The Courier & Advertiser (Angus and Dundee)
Up to 230 attempts per day to hack into NHS Tayside
Expert says none of the bids to break into health board’s IT system were successful
Computers in NHS Tayside are being bombarded with up to 230 hacking attempts per day.
Data released through Freedom of Information legislation reveals security products throughout the health board deal with between 5,000 and 7,000 unauthorised attempts to break its IT system per month.
NHS Tayside was asked to divulge exactly how many attempts had been made per month for the last five years but could not give exact figures.
None of the attempts on the health board’s systems in that time were successful.
Computer expert James Morris, assistant director of IT at Dundee University, said it is not unusual for large companies and institutions to face such a barrage.
“There is a big difference between successful and unsuccessful attempts, of course,” he said.
“There are numerous types of actors, as we call them, who carry out IT attacks.
“The types of actors vary and they can be after financial gain, or organised crime, among others.
“There is also hobbyist and activist hackers, which are different things.
“Whatever the motivation, many of these attacks take little skill to set up and once that is done their system can continually try to hack a system.
“Every internet accessible device can be attacked, so if you are talking about a big institution like Dundee University, or a council or a health board, that does equate to a large number of attempts.
“At the university, for example, there is a lot of personal information held so that can make for an attractive target.

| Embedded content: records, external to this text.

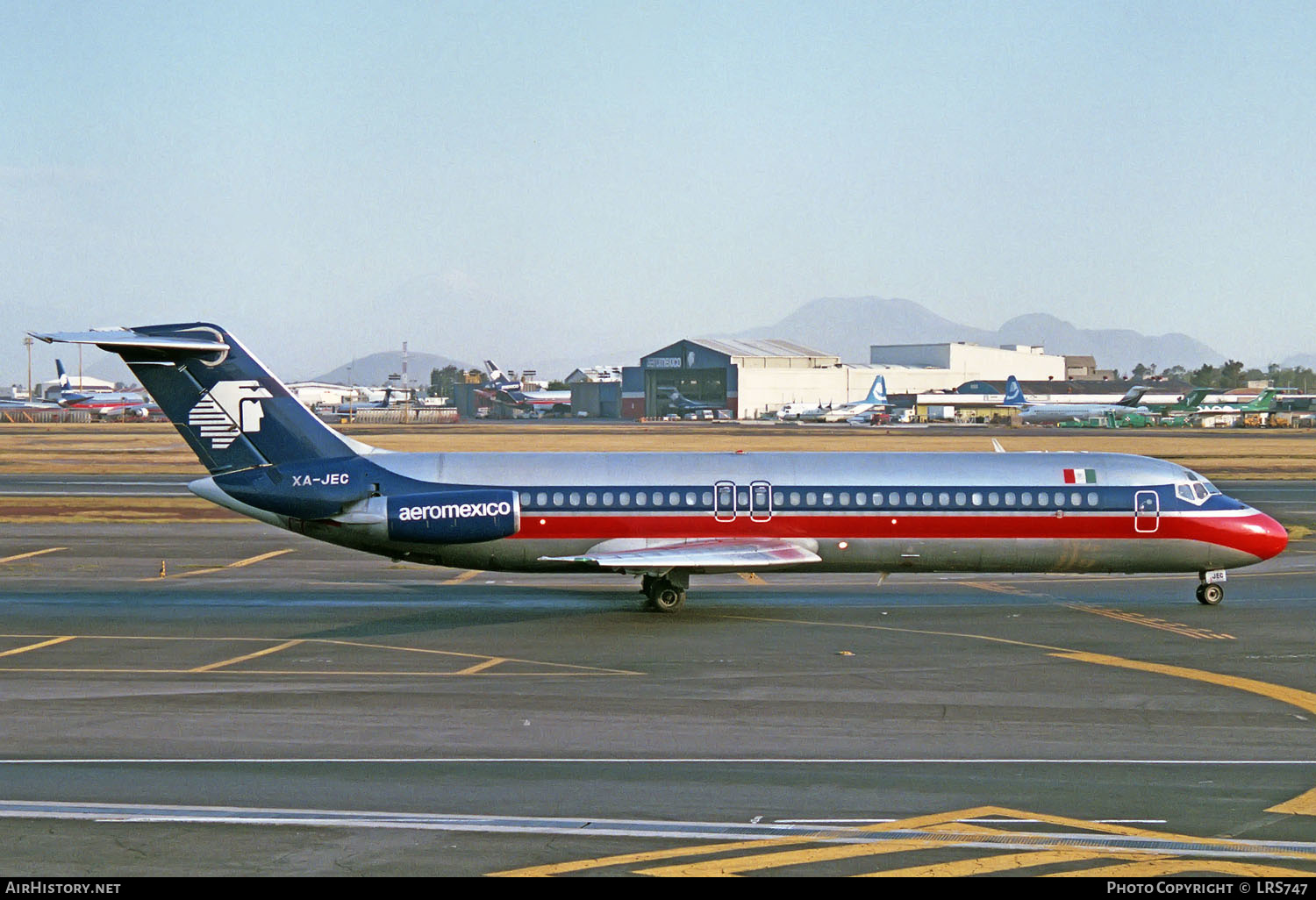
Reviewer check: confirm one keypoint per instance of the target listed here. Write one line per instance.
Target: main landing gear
(1211, 592)
(665, 592)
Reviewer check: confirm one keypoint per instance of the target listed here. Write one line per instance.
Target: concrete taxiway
(275, 705)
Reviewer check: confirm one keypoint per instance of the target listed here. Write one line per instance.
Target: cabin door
(1147, 512)
(733, 500)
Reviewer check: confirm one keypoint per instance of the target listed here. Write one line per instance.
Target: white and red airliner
(666, 516)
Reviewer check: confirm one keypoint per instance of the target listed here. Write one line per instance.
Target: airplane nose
(1263, 536)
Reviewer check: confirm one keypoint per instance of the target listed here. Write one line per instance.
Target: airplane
(513, 394)
(357, 405)
(1263, 402)
(876, 400)
(666, 516)
(1050, 413)
(805, 411)
(684, 405)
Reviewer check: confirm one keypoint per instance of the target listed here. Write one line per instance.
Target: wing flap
(731, 554)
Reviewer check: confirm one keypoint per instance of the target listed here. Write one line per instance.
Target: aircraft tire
(668, 597)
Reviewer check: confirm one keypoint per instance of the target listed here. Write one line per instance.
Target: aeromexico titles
(665, 516)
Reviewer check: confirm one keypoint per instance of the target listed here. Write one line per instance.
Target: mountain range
(845, 326)
(849, 325)
(376, 368)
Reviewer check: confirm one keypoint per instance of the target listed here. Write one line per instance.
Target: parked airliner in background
(1050, 413)
(665, 516)
(513, 394)
(876, 400)
(104, 404)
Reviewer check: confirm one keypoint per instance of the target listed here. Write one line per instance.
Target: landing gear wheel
(668, 597)
(665, 595)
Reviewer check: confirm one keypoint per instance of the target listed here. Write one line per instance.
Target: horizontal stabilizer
(731, 554)
(126, 339)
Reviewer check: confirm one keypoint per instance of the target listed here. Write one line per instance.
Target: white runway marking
(631, 761)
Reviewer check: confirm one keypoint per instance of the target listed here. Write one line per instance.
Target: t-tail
(1134, 397)
(66, 387)
(1013, 394)
(226, 405)
(878, 392)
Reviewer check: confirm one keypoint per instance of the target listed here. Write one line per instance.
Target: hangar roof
(761, 347)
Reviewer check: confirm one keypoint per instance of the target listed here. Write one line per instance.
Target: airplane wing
(729, 554)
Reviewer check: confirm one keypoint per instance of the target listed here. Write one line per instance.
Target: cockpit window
(1194, 492)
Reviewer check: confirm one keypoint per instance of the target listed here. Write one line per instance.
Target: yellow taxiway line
(34, 553)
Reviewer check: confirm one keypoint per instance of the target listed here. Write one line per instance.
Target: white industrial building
(749, 378)
(921, 368)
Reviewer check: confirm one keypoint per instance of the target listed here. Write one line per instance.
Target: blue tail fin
(1013, 394)
(225, 404)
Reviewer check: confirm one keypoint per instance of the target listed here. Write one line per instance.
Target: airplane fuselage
(855, 512)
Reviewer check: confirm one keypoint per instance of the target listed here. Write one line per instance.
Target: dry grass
(157, 447)
(139, 447)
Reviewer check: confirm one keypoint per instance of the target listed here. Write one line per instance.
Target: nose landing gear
(1211, 591)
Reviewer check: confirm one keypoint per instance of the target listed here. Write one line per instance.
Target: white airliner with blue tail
(666, 516)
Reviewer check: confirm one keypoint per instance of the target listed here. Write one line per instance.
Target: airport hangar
(750, 378)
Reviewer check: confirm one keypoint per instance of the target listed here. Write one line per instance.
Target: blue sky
(520, 179)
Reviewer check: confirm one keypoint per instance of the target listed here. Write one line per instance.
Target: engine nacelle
(462, 516)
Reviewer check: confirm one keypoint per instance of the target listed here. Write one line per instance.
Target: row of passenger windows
(810, 499)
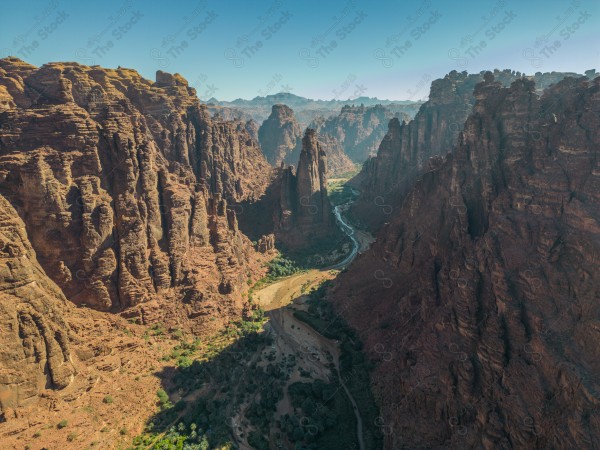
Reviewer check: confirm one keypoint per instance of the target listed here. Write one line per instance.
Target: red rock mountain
(279, 135)
(404, 152)
(358, 129)
(34, 338)
(479, 301)
(124, 184)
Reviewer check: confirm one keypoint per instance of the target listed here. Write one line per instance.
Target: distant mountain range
(306, 109)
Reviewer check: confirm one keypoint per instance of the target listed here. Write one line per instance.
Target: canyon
(478, 300)
(223, 275)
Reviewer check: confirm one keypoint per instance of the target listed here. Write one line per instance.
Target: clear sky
(390, 49)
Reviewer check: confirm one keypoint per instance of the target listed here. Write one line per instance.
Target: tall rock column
(314, 208)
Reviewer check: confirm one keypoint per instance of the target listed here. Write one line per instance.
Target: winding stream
(276, 296)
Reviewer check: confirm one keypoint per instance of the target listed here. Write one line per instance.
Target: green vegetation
(339, 193)
(225, 367)
(354, 367)
(326, 421)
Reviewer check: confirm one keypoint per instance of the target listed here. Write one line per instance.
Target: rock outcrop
(358, 129)
(34, 338)
(304, 211)
(124, 185)
(404, 152)
(479, 301)
(280, 135)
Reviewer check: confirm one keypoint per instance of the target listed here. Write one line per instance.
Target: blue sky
(318, 49)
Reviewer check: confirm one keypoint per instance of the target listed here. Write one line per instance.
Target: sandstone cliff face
(124, 184)
(279, 135)
(358, 129)
(34, 343)
(478, 301)
(304, 211)
(404, 152)
(338, 162)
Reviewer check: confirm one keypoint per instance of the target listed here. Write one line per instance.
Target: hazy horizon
(335, 50)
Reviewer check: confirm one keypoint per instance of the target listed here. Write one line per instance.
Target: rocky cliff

The biggest risk is people being duped into revealing their password.
“While there are a lot of safeguards in place, the reality is, that if China, for example, wanted to access our systems there is nothing we can really do to stop them.”
“
Our protection systems have successfully repelled every attempted attack.
NHS TAYSIDE SPOKESWOMAN
The Scottish Government introduced a cyber resilience action plan in recent years.
It outlines minimum requirements that public bodies in the country have to adhere to in regards to software security.
An NHS Tayside spokeswoman said: “Our protection systems have successfully repelled every attempted attack.
“The number of attacks may seem high, but every employee has access to our system and have an email address so it is a vast network. The numbers seen at NHS Tayside are not unlike those seen by any company or organisation of a similar size, is our understanding.
“Also, hacking is an all-encompassing term. It includes phishing, malware attacks and many other methods. Many of these will be automated and not the stereotype of someone in their bedroom trying to access our systems.
“It is more sophisticated these days, but our safeguards are working.”